The German word for cake, kuchen, is commonly used to describe cakes in Chile. The same phenomenon occurred in Southern Brazil, where many Germans also settled, though the word kuchen changed slightly to cuca in Portuguese.
Chilean-style kuchen de manzanas can be quite similar to the traditional German apfelkuchen, with a shortcrust filled with a custard-like batter and sliced apples, and a crumb topping. Another kind of Chilean-style apple kuchen is more like an apple tart. This kuchen also has a short cookie-like crust and an applesauce filling. It's quite elegant and tasty.
- For the Crust:
- 1 2/3 cups all-purpose flour
- 1 stick cold butter
- 1/2 teaspoon salt
- 1 tablespoon sugar
- 1 egg yolk
- 1/4 cup cold water
- For the Apple Filling:
- 5 apples (3 sweet red apples and 2 tart green apples)
- 6 tablespoons sugar
- 1 tablespoon lime juice
- 1/2 teaspoon cinnamon
- 1/8 teaspoon salt
- For the Glaze:
- 1/4 cup apricot jelly OR
- Sugar Glaze:
- 1/4 cup sugar
- 1/2 cup water
- 1 tablespoon cornstarch
- 1 tablespoon corn syrup
- 1 egg (for egg wash)
Prepare the crust: Place the flour, salt, and sugar in a medium bowl and whisk together briefly. Cut the cold butter into small pieces. Use a pastry cutter or two knives to cut the butter into the flour until you have a crumbly mixture (you can use a food processor for this - with short, quick pulses). In a small bowl, whisk the egg yolk together with 1 tablespoon cold water then add mixture to the flour/butter mixture. Stir lightly with a fork, adding 2-3 tablespoons of cold water as need until mixture comes together as a shaggy dough. Wrap dough in plastic wrap and chill thoroughly.
Peel and remove cores from the apples. Finely chop or grate the red apples, and place them in a medium saucepan. Add 4 tablespoons sugar, 1/2 teaspoon cinnamon, a pinch of salt, and 1/3 cup water.
Finely chop or grate the green apples and place them in a bowl. Toss with the lime juice, the remaining 2 tablespoons sugar, and a pinch of salt. Set aside.
Bring the red apples to a gentle simmer over medium-low heat. Cook for 15 minutes, until the apples are very soft and most of the liquid has evaporated. Remove from heat, pass the cooked apples through a food mill or a strainer, then add them back to the saucepan along with the green apple mixture. Cook for several minutes more, stirring, until most of the liquid is evaporated and the mixture is very thick. Remove from heat and let cool.

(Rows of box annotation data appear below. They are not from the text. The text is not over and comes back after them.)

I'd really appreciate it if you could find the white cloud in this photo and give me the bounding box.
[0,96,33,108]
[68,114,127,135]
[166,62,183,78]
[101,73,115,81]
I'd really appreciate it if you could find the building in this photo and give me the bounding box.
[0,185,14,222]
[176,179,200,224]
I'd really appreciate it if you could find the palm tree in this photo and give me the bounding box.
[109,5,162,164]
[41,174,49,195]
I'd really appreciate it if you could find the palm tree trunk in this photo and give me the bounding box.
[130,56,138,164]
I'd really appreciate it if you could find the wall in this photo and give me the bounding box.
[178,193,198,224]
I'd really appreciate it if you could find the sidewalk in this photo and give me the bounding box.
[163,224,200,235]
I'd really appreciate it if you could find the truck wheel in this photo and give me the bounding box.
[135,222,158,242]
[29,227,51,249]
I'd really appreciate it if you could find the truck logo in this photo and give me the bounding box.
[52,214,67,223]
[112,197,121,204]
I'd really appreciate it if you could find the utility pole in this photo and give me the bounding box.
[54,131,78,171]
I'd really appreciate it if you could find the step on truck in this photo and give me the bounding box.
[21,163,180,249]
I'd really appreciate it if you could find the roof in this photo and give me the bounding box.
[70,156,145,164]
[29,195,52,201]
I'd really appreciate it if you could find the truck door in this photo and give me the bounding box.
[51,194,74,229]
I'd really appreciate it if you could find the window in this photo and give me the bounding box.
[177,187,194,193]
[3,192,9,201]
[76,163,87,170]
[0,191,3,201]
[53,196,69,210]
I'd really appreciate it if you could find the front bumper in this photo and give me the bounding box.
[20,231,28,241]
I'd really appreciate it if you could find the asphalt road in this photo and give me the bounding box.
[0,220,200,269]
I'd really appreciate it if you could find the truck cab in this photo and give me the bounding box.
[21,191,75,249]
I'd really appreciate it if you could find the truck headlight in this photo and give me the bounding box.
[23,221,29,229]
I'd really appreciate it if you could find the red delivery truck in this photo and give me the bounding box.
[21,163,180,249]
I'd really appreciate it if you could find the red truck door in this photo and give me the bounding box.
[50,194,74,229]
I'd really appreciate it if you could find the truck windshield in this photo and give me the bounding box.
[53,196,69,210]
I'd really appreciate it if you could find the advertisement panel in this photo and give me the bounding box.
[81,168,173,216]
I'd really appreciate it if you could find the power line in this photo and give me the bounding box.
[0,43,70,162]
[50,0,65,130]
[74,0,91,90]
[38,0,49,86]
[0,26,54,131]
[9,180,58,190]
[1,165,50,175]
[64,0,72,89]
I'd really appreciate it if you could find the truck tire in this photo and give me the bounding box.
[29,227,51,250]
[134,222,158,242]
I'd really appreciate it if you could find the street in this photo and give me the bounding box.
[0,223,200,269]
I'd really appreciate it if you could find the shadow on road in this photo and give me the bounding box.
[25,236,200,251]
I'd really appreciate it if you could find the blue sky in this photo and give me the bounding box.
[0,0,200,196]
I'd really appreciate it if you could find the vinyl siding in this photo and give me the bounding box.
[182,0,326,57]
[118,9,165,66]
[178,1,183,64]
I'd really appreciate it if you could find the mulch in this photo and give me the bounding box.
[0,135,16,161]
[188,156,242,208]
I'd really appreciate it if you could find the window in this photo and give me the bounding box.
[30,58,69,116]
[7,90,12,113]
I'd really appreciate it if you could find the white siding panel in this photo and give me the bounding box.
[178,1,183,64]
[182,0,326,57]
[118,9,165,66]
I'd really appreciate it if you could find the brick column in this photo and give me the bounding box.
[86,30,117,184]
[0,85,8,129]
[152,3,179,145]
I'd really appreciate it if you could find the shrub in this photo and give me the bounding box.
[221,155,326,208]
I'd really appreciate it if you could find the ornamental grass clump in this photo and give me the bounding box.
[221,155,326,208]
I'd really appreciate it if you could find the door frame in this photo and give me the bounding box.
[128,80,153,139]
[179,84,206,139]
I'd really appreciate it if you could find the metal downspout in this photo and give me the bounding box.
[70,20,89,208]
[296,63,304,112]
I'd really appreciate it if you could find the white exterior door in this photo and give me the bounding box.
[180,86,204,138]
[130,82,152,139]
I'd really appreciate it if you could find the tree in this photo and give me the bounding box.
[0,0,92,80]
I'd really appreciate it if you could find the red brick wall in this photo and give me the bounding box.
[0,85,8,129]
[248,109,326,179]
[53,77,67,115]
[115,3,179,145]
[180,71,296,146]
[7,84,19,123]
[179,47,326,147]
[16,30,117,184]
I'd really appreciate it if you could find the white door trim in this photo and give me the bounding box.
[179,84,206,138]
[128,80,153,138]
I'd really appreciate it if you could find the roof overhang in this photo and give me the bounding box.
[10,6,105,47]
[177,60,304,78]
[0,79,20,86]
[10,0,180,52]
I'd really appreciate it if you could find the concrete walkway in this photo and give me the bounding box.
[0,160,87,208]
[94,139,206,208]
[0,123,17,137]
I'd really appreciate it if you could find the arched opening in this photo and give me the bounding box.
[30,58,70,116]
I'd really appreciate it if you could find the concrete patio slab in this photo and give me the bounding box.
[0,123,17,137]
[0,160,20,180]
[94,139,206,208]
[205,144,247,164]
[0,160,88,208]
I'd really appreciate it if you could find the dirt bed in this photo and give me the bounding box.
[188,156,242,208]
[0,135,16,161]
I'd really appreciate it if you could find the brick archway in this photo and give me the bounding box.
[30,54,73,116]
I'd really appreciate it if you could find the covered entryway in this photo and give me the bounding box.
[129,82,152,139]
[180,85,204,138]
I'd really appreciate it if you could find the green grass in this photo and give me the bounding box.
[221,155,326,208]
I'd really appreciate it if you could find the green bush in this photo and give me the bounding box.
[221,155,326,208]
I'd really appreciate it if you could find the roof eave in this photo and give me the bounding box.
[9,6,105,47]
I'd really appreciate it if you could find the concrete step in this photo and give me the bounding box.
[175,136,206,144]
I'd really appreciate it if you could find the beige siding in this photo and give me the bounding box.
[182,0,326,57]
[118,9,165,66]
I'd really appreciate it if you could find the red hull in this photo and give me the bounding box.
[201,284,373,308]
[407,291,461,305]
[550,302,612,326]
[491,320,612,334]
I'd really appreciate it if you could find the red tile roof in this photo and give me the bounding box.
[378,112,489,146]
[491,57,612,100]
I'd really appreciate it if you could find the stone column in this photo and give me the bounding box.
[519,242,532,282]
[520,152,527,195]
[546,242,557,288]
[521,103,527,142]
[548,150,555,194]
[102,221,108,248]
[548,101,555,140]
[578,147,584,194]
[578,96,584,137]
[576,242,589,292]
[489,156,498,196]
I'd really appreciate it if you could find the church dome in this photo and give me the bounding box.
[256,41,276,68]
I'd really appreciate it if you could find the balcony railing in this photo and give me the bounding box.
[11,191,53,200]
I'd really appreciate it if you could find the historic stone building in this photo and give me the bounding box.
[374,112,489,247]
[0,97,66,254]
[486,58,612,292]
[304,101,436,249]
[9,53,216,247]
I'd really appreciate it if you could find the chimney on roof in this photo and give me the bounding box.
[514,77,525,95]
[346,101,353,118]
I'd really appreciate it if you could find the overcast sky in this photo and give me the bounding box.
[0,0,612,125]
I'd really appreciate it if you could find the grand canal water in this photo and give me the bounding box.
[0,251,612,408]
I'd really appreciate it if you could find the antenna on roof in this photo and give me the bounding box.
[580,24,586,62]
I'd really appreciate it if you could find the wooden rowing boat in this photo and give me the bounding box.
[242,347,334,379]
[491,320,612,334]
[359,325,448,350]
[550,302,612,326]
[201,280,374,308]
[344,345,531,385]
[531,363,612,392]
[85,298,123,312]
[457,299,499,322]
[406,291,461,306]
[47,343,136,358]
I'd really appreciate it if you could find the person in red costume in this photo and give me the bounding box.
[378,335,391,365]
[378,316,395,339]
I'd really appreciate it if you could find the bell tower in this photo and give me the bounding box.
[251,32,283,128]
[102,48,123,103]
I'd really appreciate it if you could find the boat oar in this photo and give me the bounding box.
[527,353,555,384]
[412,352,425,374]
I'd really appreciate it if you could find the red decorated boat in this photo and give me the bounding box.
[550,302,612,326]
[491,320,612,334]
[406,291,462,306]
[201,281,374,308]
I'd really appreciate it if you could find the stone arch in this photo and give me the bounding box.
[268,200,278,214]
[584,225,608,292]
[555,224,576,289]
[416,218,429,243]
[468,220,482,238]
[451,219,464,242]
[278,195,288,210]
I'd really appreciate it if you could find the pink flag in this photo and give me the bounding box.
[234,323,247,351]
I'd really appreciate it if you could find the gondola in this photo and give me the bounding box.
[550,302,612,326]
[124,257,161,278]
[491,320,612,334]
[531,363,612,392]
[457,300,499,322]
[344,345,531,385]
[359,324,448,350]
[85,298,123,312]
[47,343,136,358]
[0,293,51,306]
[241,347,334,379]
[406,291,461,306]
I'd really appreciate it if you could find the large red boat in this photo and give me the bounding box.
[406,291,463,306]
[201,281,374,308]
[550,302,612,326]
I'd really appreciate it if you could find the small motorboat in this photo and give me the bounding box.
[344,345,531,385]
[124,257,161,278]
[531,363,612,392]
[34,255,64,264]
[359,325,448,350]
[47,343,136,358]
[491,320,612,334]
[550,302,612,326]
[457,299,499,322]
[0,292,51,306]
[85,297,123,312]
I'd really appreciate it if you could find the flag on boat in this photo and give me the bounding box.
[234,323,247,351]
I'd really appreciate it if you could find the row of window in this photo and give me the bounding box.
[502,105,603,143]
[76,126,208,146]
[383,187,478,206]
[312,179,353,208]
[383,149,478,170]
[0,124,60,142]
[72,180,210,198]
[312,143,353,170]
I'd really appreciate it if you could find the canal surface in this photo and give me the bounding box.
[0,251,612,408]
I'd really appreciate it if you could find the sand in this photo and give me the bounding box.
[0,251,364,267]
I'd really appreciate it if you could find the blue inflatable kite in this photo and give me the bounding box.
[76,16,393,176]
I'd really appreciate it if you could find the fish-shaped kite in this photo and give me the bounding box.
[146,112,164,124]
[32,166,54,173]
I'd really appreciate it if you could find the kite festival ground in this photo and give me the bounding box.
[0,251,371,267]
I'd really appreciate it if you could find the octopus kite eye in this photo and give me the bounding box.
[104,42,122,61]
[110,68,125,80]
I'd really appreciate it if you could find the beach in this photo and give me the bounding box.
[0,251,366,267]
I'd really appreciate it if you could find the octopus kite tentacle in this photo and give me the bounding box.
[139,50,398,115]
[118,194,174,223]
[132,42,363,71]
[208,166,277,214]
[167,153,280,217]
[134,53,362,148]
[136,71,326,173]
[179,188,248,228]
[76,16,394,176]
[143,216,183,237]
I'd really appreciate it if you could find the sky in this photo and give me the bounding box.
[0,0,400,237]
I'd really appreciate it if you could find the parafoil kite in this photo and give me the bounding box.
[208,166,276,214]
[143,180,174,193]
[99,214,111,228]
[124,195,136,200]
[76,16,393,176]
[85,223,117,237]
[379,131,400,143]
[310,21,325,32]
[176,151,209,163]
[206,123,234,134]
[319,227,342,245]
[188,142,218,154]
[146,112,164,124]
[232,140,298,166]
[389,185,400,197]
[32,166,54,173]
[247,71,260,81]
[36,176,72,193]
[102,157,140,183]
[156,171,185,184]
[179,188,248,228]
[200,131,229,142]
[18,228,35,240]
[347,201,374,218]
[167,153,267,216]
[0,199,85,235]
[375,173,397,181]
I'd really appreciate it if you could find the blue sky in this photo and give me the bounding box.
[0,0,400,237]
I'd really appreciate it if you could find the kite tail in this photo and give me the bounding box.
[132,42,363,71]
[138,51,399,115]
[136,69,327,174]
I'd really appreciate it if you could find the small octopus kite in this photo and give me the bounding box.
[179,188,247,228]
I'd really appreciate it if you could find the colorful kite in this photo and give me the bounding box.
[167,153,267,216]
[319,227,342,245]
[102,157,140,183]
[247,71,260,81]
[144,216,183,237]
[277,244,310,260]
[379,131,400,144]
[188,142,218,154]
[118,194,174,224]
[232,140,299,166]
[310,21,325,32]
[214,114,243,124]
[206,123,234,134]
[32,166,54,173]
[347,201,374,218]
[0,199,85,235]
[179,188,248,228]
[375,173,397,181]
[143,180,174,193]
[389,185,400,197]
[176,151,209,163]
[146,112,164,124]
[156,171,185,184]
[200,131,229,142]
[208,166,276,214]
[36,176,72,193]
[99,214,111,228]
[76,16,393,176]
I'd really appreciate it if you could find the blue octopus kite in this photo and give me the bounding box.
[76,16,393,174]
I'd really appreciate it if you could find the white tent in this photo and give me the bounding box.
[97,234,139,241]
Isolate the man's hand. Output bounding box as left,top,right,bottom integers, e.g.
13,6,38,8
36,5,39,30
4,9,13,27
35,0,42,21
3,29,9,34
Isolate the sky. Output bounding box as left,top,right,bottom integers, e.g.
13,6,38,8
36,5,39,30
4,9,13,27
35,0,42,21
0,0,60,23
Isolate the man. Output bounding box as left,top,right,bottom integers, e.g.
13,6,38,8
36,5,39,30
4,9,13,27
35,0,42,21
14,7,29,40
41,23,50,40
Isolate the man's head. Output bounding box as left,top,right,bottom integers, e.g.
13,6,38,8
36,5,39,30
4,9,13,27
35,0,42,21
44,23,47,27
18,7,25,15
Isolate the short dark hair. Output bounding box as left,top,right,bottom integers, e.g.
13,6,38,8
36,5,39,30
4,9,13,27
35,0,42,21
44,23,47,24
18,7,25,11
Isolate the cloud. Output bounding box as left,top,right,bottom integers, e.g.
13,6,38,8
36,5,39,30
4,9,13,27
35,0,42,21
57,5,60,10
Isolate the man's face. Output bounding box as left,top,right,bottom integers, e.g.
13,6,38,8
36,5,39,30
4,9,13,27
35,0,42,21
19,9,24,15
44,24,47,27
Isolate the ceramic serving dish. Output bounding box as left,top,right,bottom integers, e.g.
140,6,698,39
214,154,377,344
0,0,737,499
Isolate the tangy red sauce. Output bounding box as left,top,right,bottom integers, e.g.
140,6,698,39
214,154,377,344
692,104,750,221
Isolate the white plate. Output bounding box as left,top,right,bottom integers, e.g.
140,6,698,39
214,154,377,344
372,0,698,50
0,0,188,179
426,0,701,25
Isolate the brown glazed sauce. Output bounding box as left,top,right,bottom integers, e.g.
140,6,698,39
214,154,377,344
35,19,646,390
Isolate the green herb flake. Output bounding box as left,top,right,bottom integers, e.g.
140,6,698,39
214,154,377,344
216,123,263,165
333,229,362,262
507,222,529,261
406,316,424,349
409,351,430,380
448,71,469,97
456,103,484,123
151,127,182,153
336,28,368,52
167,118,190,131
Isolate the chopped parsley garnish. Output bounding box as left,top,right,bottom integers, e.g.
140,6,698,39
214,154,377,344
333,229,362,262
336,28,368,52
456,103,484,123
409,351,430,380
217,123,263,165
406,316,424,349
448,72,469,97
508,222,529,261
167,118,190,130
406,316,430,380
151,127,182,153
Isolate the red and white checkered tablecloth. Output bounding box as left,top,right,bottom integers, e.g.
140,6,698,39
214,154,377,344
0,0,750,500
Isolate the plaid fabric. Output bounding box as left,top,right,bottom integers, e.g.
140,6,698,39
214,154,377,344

Preheat oven to 350 degrees. Lightly grease a 9-inch tart pan. On a lightly floured surface, roll out 2/3 of the pastry into a 10-11 inch diameter circle. Let the crust rest for a few minutes, then place the crust into the tart pan, pressing it gently into the bottom and sides of the pan. Roll over the top of the tart pan with a rolling pin to trim off the excess dough.
Fill the tart shell with the cooled apple mixture. Roll out the remaining dough into a circle. Use a pizza cutter or sharp knife to cut thin strips of pastry. Overlap the pastry strips in a basket weave fashion over the apple filling, and join pastry edges together, trimming any excess pastry as needed.
Whisk an egg with 1 tablespoon water and lightly brush the top of the pastry with the egg wash. Bake pastry for 30-40 minutes, or until lightly browned. Remove from the oven. Brush tart with pastry glaze or melted apricot jam while still warm. (To make pastry glaze, bring 1/4 cup sugar and 1/2 cup water to a boil. Dissolve 1 tablespoon cornstarch in 1/2 cup water and add to sugar/water mixture. Bring to a boil again and simmer until mixture becomes translucent. Add the corn syrup and simmer for 1 more minute. Remove from heat and let cool). Serve tart warm or at room temperature.